In this example, we will download some traffic citation data for the city of Bloomington, IN, load it into Python and generate a histogram. In doing so, you will be exposed to important Python libraries for working with big data such as numpy, pandas and matplotlib.
Data.gov is a government portal for open data and the city of Bloomington, Indiana makes available a number of datasets there.
We will use traffic citations data for 2016.
To start, let’s create a separate directory for this project and download the CSV data:
$ cd ~/projects/i524
$ mkdir btown-citations
$ cd btown-citations
$ wget https://data.bloomington.in.gov/dataset/c543f0c1-1e37-46ce-a0ba-e0a949bd248a/resource/24841976-fd35-4483-a2b4-573bd1e77cfb/download/2016-first-quarter-citations.csv
Depending on your directory organization, the above might be slightly different for you.
If you go to the link to data.gov for Bloomington above, you will see
that the citations data is organized per quarter, so there are a total
of four files. Above, we downloaded the data for the first quarter. Go
ahead and download the remaining three files with wget
.
In this example, we will use three modules, numpy
, pandas
and
matplotlib
. If you set up virtualenv
as described in the
Python tutorial, the first two of these are
already installed for you. To install matplotlib
, make sure you’ve
activated your virtualenv
and use pip
:
$ source ~/ENV/bin/activate
$ pip install matplotlib
If you are using a different distribution of Python, you will need to make sure that all three of these modules are installed.

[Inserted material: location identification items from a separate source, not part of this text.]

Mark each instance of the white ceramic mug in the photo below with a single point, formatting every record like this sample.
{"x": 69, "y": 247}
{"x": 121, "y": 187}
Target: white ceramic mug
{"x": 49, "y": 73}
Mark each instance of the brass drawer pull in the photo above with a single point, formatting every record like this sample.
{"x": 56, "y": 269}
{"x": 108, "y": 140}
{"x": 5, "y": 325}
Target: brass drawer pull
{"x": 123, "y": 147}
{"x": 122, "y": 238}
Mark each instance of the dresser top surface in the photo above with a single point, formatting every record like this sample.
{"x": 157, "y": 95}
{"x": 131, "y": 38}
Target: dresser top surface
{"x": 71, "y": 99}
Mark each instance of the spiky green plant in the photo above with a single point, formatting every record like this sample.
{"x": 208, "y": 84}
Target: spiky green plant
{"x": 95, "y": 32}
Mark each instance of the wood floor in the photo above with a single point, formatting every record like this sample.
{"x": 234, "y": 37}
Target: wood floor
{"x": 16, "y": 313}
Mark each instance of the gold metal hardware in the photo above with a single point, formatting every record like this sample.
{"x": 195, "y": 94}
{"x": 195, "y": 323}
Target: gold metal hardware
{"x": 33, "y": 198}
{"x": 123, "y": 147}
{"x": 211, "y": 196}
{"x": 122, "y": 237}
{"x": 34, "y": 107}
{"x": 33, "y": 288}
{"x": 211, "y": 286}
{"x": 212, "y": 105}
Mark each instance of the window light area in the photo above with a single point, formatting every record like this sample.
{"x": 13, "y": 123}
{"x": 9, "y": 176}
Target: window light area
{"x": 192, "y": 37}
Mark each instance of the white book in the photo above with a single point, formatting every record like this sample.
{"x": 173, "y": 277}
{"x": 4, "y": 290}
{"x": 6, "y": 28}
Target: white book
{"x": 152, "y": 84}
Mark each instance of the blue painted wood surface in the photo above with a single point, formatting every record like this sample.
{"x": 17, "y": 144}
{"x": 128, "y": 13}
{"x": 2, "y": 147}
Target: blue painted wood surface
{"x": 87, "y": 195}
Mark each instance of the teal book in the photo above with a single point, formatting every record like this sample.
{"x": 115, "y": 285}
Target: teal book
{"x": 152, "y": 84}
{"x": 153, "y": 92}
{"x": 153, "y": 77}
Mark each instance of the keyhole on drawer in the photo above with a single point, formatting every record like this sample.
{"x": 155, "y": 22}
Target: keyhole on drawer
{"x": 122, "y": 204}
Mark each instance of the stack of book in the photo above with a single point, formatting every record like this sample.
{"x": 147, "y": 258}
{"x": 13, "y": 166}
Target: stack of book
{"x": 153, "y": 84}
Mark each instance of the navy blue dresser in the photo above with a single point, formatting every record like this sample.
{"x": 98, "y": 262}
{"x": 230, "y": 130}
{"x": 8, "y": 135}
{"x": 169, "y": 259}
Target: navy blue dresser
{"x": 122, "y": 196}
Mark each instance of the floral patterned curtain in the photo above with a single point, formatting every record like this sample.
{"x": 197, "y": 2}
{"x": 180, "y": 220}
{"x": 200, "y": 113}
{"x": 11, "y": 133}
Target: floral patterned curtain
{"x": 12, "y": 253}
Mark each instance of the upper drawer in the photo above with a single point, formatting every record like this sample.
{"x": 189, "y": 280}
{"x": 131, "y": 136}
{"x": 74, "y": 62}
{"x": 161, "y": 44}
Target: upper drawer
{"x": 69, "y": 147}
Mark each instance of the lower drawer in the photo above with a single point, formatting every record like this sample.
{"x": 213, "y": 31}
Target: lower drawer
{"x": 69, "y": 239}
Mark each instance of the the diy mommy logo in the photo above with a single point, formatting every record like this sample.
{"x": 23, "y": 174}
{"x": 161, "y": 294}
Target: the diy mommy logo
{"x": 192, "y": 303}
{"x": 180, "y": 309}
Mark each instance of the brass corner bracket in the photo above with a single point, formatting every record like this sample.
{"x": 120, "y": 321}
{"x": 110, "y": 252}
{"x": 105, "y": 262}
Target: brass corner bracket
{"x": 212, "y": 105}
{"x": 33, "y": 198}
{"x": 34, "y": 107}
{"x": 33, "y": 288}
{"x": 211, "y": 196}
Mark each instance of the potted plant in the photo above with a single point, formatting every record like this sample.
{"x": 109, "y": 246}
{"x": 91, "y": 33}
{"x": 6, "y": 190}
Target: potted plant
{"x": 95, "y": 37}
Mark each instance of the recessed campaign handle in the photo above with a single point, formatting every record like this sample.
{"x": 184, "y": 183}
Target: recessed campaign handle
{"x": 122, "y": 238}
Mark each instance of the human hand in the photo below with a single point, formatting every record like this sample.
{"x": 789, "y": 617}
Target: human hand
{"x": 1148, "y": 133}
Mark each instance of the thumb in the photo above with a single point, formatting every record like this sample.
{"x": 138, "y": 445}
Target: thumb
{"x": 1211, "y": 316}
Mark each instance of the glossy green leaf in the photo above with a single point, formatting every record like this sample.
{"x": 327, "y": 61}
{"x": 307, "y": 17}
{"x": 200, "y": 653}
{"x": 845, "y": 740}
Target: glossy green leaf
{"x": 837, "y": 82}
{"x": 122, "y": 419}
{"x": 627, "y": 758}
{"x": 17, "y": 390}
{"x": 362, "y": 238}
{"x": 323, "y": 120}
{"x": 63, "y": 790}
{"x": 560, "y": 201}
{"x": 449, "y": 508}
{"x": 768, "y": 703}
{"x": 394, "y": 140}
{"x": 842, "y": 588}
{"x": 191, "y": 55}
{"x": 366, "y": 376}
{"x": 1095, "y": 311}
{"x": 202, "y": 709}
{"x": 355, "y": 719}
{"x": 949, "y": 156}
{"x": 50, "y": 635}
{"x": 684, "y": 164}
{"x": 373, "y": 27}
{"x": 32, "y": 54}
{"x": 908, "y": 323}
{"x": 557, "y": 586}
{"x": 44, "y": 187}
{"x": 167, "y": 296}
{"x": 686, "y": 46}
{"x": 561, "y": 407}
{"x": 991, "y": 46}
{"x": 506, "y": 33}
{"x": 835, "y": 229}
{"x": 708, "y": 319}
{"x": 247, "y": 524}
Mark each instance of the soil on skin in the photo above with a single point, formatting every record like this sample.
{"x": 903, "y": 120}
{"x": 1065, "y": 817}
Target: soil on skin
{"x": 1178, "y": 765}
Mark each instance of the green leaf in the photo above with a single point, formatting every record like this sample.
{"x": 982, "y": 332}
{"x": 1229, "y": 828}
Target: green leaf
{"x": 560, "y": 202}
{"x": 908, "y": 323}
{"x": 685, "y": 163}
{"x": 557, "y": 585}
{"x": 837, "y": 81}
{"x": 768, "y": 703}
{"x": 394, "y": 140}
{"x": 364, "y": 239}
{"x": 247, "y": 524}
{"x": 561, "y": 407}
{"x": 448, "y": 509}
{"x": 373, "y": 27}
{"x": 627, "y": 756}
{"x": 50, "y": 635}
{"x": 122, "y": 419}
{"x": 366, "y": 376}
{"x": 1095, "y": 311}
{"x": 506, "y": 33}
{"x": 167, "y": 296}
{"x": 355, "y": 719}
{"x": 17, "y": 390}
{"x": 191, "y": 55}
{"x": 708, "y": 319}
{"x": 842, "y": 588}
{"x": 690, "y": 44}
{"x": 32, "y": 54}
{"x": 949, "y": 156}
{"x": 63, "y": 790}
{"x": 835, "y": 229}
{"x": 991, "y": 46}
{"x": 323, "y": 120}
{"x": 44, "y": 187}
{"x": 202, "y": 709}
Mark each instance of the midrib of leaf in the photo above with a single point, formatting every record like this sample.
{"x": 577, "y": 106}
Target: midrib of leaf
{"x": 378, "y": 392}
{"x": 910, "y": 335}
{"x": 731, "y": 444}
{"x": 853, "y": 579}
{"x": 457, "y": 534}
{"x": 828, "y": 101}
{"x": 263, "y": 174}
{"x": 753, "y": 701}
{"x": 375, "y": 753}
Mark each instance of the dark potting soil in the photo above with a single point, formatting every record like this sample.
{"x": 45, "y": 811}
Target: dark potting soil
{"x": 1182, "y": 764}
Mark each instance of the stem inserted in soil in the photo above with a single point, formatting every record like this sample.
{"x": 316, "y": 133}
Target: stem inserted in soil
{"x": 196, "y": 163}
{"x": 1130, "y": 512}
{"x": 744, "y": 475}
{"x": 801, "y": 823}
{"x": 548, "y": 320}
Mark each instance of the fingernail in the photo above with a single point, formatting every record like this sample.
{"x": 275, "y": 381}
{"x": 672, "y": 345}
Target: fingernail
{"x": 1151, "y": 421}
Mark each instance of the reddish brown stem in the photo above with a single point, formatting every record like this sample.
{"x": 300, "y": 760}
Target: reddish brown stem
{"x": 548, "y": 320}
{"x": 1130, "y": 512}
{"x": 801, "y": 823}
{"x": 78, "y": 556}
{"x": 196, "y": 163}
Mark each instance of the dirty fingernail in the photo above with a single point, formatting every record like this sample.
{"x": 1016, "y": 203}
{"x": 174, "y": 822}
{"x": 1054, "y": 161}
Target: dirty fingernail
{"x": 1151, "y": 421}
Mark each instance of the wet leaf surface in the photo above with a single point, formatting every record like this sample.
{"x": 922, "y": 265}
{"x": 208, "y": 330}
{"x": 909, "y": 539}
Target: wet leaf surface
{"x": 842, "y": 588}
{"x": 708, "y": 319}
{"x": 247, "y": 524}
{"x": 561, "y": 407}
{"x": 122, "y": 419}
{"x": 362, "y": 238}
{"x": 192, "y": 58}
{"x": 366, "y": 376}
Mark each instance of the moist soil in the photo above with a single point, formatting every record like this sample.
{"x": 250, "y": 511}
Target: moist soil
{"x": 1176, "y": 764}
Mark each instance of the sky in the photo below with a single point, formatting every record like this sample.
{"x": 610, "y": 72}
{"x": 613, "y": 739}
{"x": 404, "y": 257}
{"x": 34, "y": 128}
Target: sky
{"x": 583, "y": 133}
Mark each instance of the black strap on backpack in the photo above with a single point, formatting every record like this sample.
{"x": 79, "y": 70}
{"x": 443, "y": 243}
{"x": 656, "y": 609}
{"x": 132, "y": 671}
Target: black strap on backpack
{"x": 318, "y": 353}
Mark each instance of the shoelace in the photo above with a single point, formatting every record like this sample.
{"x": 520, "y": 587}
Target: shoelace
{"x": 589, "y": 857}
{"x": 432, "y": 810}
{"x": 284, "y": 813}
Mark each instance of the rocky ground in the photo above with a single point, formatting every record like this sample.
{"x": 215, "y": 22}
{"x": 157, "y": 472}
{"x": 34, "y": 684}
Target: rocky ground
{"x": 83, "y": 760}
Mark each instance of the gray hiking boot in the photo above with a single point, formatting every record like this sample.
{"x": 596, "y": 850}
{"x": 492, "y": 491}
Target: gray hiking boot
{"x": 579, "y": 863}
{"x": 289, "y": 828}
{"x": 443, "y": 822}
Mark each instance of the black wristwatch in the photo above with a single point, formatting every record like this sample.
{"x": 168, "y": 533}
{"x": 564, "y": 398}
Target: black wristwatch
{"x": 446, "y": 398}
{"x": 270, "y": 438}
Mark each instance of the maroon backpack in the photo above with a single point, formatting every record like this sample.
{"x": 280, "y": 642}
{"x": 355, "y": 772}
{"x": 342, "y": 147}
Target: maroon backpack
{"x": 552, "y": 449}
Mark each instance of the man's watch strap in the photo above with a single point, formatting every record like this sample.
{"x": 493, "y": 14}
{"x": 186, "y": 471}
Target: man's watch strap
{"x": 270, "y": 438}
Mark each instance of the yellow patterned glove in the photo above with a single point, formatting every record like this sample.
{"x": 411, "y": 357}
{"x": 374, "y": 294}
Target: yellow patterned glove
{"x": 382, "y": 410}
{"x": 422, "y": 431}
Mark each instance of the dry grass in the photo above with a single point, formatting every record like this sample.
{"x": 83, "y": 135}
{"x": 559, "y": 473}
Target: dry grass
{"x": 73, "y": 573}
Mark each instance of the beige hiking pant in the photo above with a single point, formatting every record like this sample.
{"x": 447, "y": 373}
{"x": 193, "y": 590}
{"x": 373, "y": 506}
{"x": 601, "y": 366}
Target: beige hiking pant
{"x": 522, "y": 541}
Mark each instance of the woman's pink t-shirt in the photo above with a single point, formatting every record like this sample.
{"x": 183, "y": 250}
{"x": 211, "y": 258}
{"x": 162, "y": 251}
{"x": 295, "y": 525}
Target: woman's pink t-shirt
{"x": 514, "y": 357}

From the same directory where you saved the citations data, let’s start the Python interpreter and load the citations data for Q1 2016
$ python
>>> from __future__ import division, print_function
>>> import numpy as np
>>> import pandas as pd
>>> import matplotlib.pyplot as plt
>>> data = pd.read_csv('2016-first-quarter-citations.csv')
If the first import
statement seems confusing, take a look at the
Python tutorial. The next three import
statements load each of the modules we will use in this example. The
final line uses Pandas’ read_csv
function to load the data into a
Pandas DataFrame
data structure.
You can verify that you are working with a DataFrame
and use some
of its methods to take a look at the structure of the data as follows:
>>> type(data)
<class 'pandas.core.frame.DataFrame'>
>>> data.index
Int64Index([ 0, 1, 2, 3, 4, 5, 6, 7, 8, 9,
...
197, 198, 199, 200, 201, 202, 203, 204, 205, 206],
dtype='int64', length=200)
>>> data.columns
Index([u'Citation Number', u'Date Issued', u'Time Issued', u'Location ',
u'District', u'Cited Person Age', u'Cited Person Sex',
u'Cited Person Race', u'Offense Code', u'Offense Description',
u'Officer Age', u'Officer Sex', u'Officer Race'],
dtype='object')
>>> data.dtypes
Citation Number object
Date Issued object
Time Issued object
Location object
District object
Cited Person Age float64
Cited Person Sex object
Cited Person Race object
Offense Code object
Offense Description object
Officer Age float64
Officer Sex object
Officer Race object
dtype: object
>>> data.shape
(200, 15)
As you can see from the columns
field, when the CSV file was read,
the header line was used to populate the name of the columns in the
DataFrame
. In addition, you will notice that read_csv
correctly inferred the data type of some columns like Age, but not
of others like Date Issued and Time Issued. read_csv
is a very
customizable function and in general, you can correct issues like this
using the dtype
and converters
parameters. In this specific
case, it makes more sense to combine the Date Issued and Time
Issued columns into a new column containing a time stamp. We will see
how to do this shortly.
You can also look at the data itself with the DataFrame
’s
head()
and tail()
methods:
>>> data.head()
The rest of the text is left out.